My current boyfriend has noticed that every time I go out I seem to find money on the floor, he recently asked me why this happened and I told him "I don't know I just think about it and it kind of just pops up you know". I'm not sure if it's some mental attraction or I just play my odds but I believe I can think of something and it turns out to be the way that I want it.
One of the weirdest experience I had was when I was 12, I was eating with my family out at a restaurant and after finishing I decided to go use the restroom. As I walked there I thought to myself "walk to the private stall there's a phone there". I open the stall to find a phone left by someone. I am not sure as to how this works but from the times I can remember it happened again when I was 17, I made an excuse to get out of work early, you know being a teenager you wanted to be anywhere but work. The excuse was that my mother got a flat tire, after leaving work I decided to go out with some friends just to end up getting a call from my mom saying she hit a curb and hat a flat tire. And then again about a year ago, I was at this concert at the fillmore in Miami beach with 2 friends and before getting into the show I told them "were meeting the person we came to see, I don't know how but it's the goal of the night". During the 2nd opener some random kids came up to us, at first I didn't believe them but they said they wanted my friend to come backstage. She instantly said yeah but she also wanted to bring us along, so she asked them. They hesitated but ended up giving us all vip backstage passes. I don't know how but it happened, the guys who gave us the passes were actually the first openers.

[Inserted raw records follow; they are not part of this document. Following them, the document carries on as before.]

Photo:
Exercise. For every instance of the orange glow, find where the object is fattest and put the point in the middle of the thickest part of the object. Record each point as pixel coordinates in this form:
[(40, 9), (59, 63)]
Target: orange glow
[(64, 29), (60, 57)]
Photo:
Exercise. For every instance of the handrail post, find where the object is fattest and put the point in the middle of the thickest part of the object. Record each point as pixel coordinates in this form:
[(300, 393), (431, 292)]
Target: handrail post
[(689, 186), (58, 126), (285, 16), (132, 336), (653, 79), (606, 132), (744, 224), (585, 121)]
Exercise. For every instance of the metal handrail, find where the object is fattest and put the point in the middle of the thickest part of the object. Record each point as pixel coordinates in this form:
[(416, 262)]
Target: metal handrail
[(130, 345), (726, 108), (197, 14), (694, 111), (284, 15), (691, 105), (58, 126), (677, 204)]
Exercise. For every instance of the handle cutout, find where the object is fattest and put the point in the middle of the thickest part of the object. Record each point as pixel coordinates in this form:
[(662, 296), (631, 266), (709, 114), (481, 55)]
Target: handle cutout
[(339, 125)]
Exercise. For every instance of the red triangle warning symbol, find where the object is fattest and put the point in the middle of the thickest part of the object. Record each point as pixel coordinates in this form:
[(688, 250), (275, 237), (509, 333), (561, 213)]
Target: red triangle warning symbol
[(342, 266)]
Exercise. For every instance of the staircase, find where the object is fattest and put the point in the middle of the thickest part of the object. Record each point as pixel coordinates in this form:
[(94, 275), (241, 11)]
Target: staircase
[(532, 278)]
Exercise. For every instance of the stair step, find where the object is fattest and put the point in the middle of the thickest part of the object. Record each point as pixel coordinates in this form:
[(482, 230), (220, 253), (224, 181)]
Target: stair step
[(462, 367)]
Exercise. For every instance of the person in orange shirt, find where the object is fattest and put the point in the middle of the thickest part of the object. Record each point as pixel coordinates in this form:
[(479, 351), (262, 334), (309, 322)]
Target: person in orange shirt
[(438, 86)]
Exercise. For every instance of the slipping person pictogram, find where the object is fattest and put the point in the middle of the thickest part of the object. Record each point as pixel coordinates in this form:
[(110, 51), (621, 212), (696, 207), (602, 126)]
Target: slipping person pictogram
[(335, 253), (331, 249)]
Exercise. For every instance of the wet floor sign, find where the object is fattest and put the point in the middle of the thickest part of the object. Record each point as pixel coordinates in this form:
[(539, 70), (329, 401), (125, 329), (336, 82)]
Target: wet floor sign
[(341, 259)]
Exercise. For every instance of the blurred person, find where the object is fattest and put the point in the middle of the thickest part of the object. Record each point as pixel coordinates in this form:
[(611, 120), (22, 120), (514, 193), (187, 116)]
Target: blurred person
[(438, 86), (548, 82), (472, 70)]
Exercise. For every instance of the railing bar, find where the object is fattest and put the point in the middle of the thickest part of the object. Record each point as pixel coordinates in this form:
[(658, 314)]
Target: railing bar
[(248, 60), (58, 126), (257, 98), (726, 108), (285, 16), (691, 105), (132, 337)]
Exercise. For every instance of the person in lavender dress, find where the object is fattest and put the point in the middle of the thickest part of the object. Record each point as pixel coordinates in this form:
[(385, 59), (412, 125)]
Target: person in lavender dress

I still don't understand how out of all the people in the crowd they came up my 2 friends and I to ask us that.
Lastly as I said I'm a nonbeliever but I carry a mandala chest piece on my shoulder blade and throughout my back and chest. I was recently told that this what I'm experienced may be caused due to me carrying the flower of life on my skin but I am not sure, I have experienced stuff like this from a young age. My first experiences were mostly electrical shocks throughout my body especially when I walked into a new room. They were like tingles that rushed through my body almost like a sense of déjà vu. I barely get these anymore, I probably felt one of those shocks t like 4 months ago. I hope someone is able to explain as I am not really into psychic experiences.